His eyes grew sad, "but?"

"If you prioritize the prank war over me again, I don't know how I could stay with you."

He aggressively ran his hands over his flushed face, almost as if he was trying not to hit himself. He tugged on his hair in a way that looked painful. "I haven't," he choked. "I haven't been prioritizing the prank war."

"Really?" I quirked an eyebrow, "because you've left me tied up in a basement, shot me with a paintball gun, and lied to me for nearly half my life about how you forced Charlie out of our lives. Explain to me how that makes me your number one priority."

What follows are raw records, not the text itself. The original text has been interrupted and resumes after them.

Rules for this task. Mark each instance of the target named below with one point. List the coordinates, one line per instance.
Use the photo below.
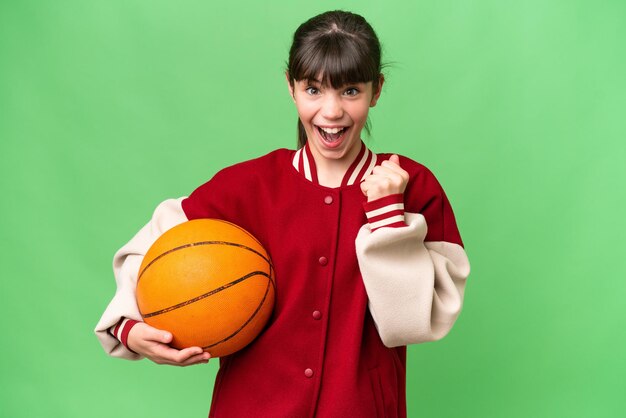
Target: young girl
(365, 247)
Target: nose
(332, 107)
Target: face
(333, 118)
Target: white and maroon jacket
(356, 282)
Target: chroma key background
(109, 107)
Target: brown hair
(341, 46)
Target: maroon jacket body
(320, 355)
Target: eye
(351, 91)
(312, 90)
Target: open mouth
(332, 135)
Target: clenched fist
(385, 179)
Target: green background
(109, 107)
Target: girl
(365, 247)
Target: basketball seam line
(206, 295)
(195, 244)
(245, 323)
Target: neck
(330, 173)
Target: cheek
(359, 113)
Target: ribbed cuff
(387, 211)
(121, 330)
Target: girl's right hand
(153, 343)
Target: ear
(381, 81)
(290, 86)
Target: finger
(197, 359)
(154, 334)
(390, 165)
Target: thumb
(395, 159)
(159, 335)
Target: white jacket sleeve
(415, 288)
(126, 263)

He cupped my face, as he always did when I was mad at him. Usually I was putty to his touch, but today I needed to hold my ground. "Babe," he whispered horsely. "You know you're the most important thing to me."

I swatted his hands away, "do I?"

If he couldn't cup my face he would grip my waist, trying to maintain contact however he could. "I tell you all the time-"

"It's time for you to prove it."

He took a deep breath, and started nodding continuously. When he went to cup my face again this time I let him. "Okay," he pressed his forehead to mine, "can I kiss you?"

He'd never asked before. I didn't know whether to take that as a good sign. After all, my issues with him never stemmed from feeling violated by him. I considered declining; I didn't actually feel compelled to lock lips with him in that moment. I nodded, though. We were getting back together, and if I didn't let him kiss me it would be like we weren't.

So his lips fluttered against mine, much softer than usual, but that delicacy didn't last long before he was unbuttoning my blouse and laying me out on my own counter. It was the type of excited passion I used to live for but now felt so empty. I longed to feel my heart stutter like it used to.

I let him take me all the way. Richard was good at what he did, and he knew how to do it. We'd been with each other for so long that he knew exactly how to make my body react and precisely what would distract my mind. It was pleasure on the surface. I just couldn't help but wonder why I felt nothing from within.